Introduction

Subarachnoid hemorrhage (SAH) remains one of the most devastating forms of stroke, marked by sudden bleeding into the subarachnoid space and associated with high rates of morbidity and mortality1. The rupture of intracranial aneurysms accounts for around 85% of the SAH events and is bound to a mortality rate of up to around 40% of cases2. Despite advances in neurocritical care, the morbidity and mortality are still high. The post-SAH complications, such as cerebral vasospasm and delayed cerebral ischemia, continue to contribute significantly to poor outcomes3. The pathophysiology of SAH involves the initial hemorrhagic insult followed by a complex cascade of secondary brain injury mechanisms, including inflammatory responses, oxidative stress, and microthrombotic events contributing to post-aSAH complications, prognosis, and outcome4,5. In this context, the identification of reliable biomarkers is critical for early risk stratification, timely intervention, and the development of targeted therapeutic strategies.

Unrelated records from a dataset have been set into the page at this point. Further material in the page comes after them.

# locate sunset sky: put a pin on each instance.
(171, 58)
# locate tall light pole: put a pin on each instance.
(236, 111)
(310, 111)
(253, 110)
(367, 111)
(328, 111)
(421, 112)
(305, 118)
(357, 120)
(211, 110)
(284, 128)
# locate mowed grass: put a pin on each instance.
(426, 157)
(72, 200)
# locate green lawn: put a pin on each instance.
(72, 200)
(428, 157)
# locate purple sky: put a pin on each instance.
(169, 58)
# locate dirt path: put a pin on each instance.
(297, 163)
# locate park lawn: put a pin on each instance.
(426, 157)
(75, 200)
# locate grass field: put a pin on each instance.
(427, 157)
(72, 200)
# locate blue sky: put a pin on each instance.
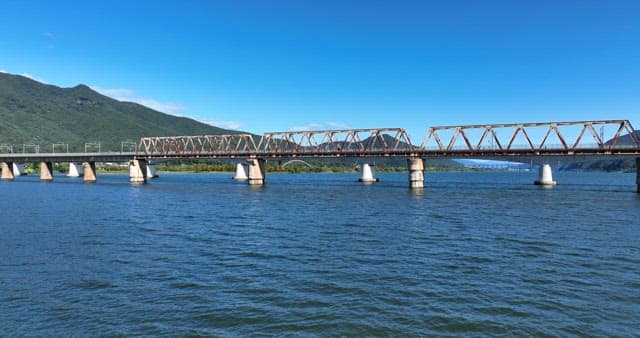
(281, 65)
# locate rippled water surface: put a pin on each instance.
(320, 254)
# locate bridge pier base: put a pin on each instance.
(638, 175)
(151, 170)
(545, 177)
(138, 171)
(367, 174)
(416, 172)
(7, 171)
(75, 170)
(241, 172)
(257, 172)
(46, 171)
(18, 169)
(89, 169)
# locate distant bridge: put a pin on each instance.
(587, 138)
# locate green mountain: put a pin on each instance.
(35, 113)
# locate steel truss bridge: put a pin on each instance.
(603, 137)
(519, 139)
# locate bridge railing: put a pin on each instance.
(352, 142)
(533, 137)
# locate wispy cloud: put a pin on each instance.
(34, 78)
(129, 95)
(234, 125)
(26, 75)
(321, 126)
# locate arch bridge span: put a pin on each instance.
(577, 138)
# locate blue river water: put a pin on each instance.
(475, 254)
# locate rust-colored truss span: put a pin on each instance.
(571, 138)
(353, 142)
(486, 139)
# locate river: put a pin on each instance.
(475, 253)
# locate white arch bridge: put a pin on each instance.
(576, 138)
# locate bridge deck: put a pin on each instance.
(478, 141)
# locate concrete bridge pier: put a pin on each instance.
(75, 170)
(416, 172)
(46, 171)
(138, 171)
(7, 171)
(545, 178)
(638, 174)
(89, 169)
(18, 169)
(151, 170)
(368, 174)
(241, 172)
(256, 171)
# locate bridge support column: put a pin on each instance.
(138, 171)
(7, 171)
(46, 171)
(416, 172)
(241, 172)
(257, 172)
(367, 174)
(75, 170)
(545, 177)
(638, 174)
(89, 169)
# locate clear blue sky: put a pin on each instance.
(278, 65)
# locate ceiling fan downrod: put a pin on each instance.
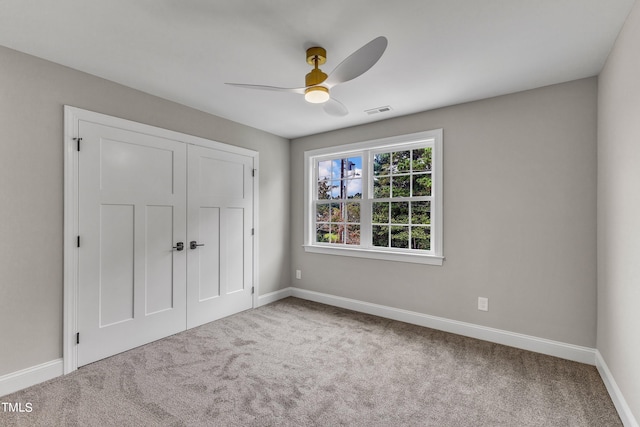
(314, 93)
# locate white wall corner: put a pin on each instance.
(616, 395)
(512, 339)
(27, 377)
(273, 296)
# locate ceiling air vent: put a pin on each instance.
(384, 109)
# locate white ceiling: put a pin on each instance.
(440, 52)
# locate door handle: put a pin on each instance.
(193, 244)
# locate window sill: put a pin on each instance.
(376, 254)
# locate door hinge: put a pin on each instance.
(78, 141)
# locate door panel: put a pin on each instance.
(132, 211)
(220, 275)
(159, 259)
(116, 264)
(234, 256)
(209, 255)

Activated platelets contribute to oxidative stress6 and inflammation6,7,8 which are known to induce vascular cell dysfunction6,9,10 leading to aneurysm formation and rupture11,12 resulting in SAH. Recent studies have highlighted the pivotal role of inflammatory and hemostatic processes in mediating secondary brain injury, complications, and clinical outcome following SAH4,13,14,15. Platelet activation is crucial in causing neuronal damage, contributing to neurodegenerative diseases16 and vascular dysfunction resulting in the formation and rupture of atherosclerotic lesions and aneurysms7,8. Platelet factor 4 (PF4) is a chemokine released from activated platelets that modulates coagulation and inflammatory pathways. Elevated PF4 levels have been implicated in vascular inflammation and the formation of microthrombi17 causing impaired cerebral perfusion, which may predispose patients to the development of CVS—until recently considered a major contributor to delayed cerebral ischemia18. Furthermore, higher platelet activation was associated with CVS, DCI, and mortality after SAH15,19. Therefore, the role of PF4 as a marker of platelet reactivity suggests its potential utility in predicting adverse cerebrovascular events after SAH. In parallel, stromal cell-derived factor (SDF) has attracted attention for its multifaceted role in tissue repair, angiogenesis, and chemotaxis20,21. SDF has been suggested to orchestrate compensatory mechanisms in response to vascular injury and inflammation21,22 potentially mitigating the extent of brain tissue damage23,24. However, its association with clinical outcomes remains largely unknown.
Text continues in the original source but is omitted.